Вообще же меня все интересовало, и особо грустить было некогда. А мама грустила часто, иногда даже плакала. Правда, часто и смеялась, путая русские слова в беседах с соседками. Будучи очень общительным человеком, она каким-то образом все время говорила с ними. Но вот мы идем с ней вечером по темным переулкам среди сугробов, выходим к реке, бредем по пустынной набережной. Мама молчит, я вдруг вижу слезу у нее на глазах, мне жалко маму, я сжимаю ее руку и говорю: «Я буду называть тебя теперь Мумвуш — хочешь?» Мумвуш, казалось мне, звучит ласково и должно ей быть приятно.

Папа вечерами возится со своим самодельным радиоприемником, читает журнал «Радио», крутит и крутит кнопки, раздается писк, сначала высокий, потом ниже, ниже — поймана какая-то станция, незнакомый язык — какое-то чудо, думается мне; снова писк — высоко — низко — музыка. Ах, какая красивая… Мама скучала и, видимо, пожаловалась наконец папе. Он спохватился и накупил сразу массу билетов в разные театры, и родители стали по вечерам через день уходить. Мама наконец «вывела в свет» свое вишневое бархатное платье с кружевами. Редкие волосы она завивала горячими щипцами и чуть-чуть душилась своими любимыми духами «Шипр Коти». Ни губной помады, ни пудры, ни маникюра она не применяла. На шее она постоянно носила тонкую золотую цепочку. Не знаю, много ли понимала мама в этих пьесах; папа, разумеется, объяснял ей все и переводил. Через месяц походы в театр кончились, и они стали вечерами читать вслух друг другу книги.

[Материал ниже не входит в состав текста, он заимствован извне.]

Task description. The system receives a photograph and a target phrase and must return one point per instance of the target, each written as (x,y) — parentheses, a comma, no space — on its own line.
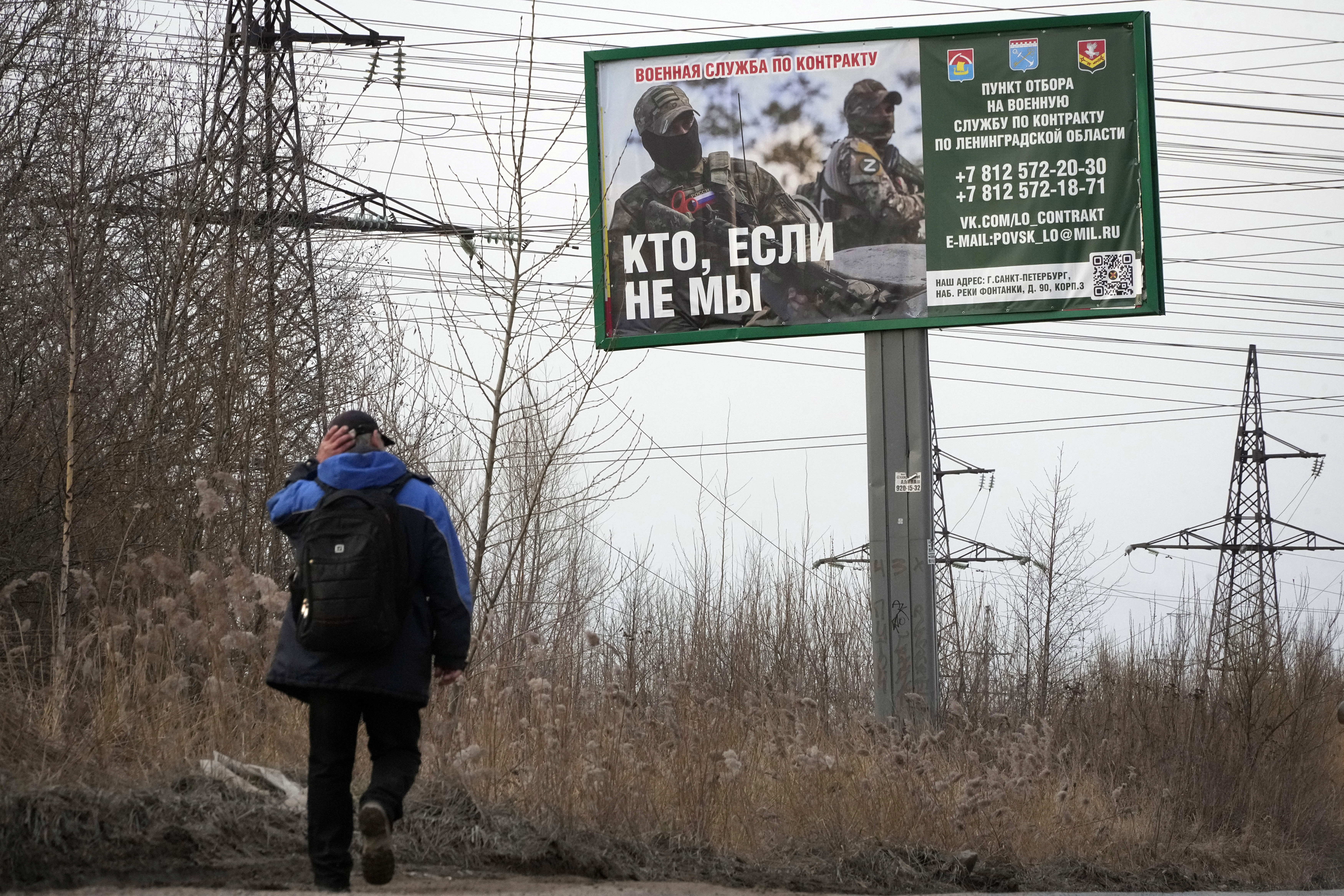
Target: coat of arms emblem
(1092,56)
(1023,54)
(962,65)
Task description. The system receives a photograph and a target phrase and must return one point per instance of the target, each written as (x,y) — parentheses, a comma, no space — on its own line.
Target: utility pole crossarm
(972,551)
(966,465)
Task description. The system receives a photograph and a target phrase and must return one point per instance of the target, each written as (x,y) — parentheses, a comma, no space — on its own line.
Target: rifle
(901,167)
(831,288)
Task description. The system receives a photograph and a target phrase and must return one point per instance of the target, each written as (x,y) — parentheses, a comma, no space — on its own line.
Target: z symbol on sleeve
(1023,54)
(962,65)
(1092,56)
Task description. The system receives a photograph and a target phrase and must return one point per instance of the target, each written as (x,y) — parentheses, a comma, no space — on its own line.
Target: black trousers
(393,729)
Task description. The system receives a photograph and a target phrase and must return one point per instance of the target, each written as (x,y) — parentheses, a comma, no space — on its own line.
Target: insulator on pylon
(373,70)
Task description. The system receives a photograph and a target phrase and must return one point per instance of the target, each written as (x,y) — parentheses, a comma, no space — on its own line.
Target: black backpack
(351,589)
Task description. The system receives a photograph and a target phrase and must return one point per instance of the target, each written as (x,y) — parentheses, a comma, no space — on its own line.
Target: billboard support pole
(901,525)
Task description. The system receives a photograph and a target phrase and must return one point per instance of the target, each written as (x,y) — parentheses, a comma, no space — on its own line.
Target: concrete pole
(901,526)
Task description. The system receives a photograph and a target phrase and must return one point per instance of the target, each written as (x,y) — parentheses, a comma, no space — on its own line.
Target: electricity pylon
(1245,615)
(948,551)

Я в ту зиму часто болела. Это были бесконечные ангины — видимо, последствия тяжелой скарлатины. Звали ко мне дядю Элю, он сказал, что гланды вырезать не обязательно, а главное у меня в том, что я unterern"ahrt — он сказал это по-немецки, не найдя русского слова (недокормленная, как теперь говорят, доходяга). Мне нужно было усиленное питание — молоко, масло, яйца. Все это я не Бог весть как любила. Как и раньше, я плохо ела и поэтому долго еще оставалась девочкой очень худой и бледной. Но я вовсе не была вялой, скорее, слишком подвижной, хотя и проводила много времени за своим столиком, перечитывая старые книги, рисуя и сочиняя роман.

Мои занятия

Я не оговорилась, я действительно писала роман (в своем понимании), и толчком к этому явились длинные серии в продолжениях, которые я читала еще в Берлине в журнале Berliner Illustrierte. Меня там завораживали такие отрывки, как, например, «она с чарующей улыбкой взглянула на него сквозь свой бокал с вином» или «она понимала, что он бросил ее, душа ее разрывалась на части, и она бежала по улице, глотая слезы и не замечая дождя».